MANILA, PHILIPPINES - The Asian Development Bank's (ADB) Board of Directors have approved a US$50 million loan to improve the quality of health care in the Philippines, and to make these services more accessible and affordable to the poor.
The project will focus on cities and municipalities outside the capital region of Metro Manila and is expected to result in increased use of basic health care and referral services by the poor, and by women and children in particular.
The loan will finance the construction of new public health facilities and provide state-of-the-art equipment to existing facilities, with a particular focus on providers of maternal and child care health services and partnerships with the private sector. This will help facilities qualify for higher accreditation and increased financing from the Philippine Health Insurance Corp. (PHIC), and reduce the out-of-pocket payment of health care.

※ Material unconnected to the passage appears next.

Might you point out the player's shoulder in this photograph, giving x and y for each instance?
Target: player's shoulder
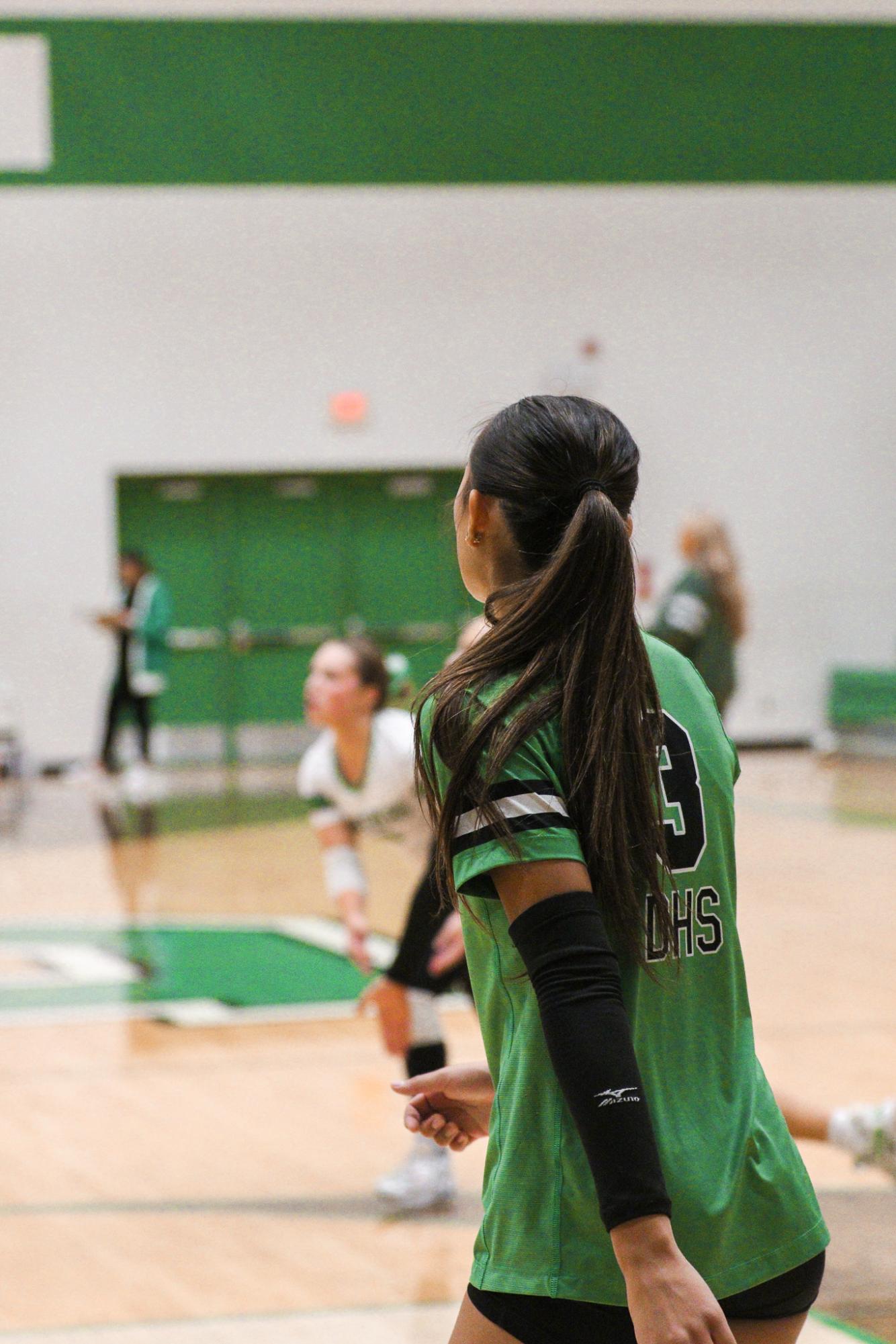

The Better Health Care Project will also provide financial support to small private health providers - such as midwifery clinics, diagnostic facilities, and community drug stores - to allow them to move closer to rural communities. It will also provide funds for capital investment and working capital to promote a more efficient health care delivery system through the outsourcing of services, and establishing private insurance schemes.

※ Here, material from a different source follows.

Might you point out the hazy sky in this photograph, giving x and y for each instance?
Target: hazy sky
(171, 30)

The ADB loan will be coursed through the Sustainable Health Care Investment Program, a credit facility established by the Development Bank of the Philippines to support the government's health sector reform agenda and implementation framework, Fourmula One for Health.
The credit facility has two lending windows. The direct retail lending window is for local government units (LGU) and larger private sector borrowers, such as health providers, foundations, and health maintenance organizations, with projects costing between $100,000 and $5 million. The wholesale lending window is available to accredited financial intermediaries, such as microfinance institutions and rural and thrift banks, where small private companies can borrow from $100,000 to $500,000.
"In addition to direct benefits resulting from this investment, the project will trigger increased LGU and PhilHealth spending on health," says Vincent de Wit, ADB's Principal Health Specialist for the Southeast Asia Department.
Demand for health services remain low among the poor and vulnerable groups, due to various reasons including the relatively high cost of medicines. Estimates suggest that around 30% to 40% of the population finds it difficult to pay for drugs.
The ADB loan will have a 25-year repayment term, including a grace period of 6 years and an interest rate determined in accordance with ADB's London interbank offered rate (LIBOR)-based lending facility.
The Gender and Development Cooperation Fund (GDCF) will provide a grant of up to $400,000, to be administered by ADB. The GDCF's contributors are the governments of Canada, Denmark, Ireland, and Norway.
A technical assistance grant of $1 million will be financed by the Japan Special Fund to build capacity for public-private partnership in health services.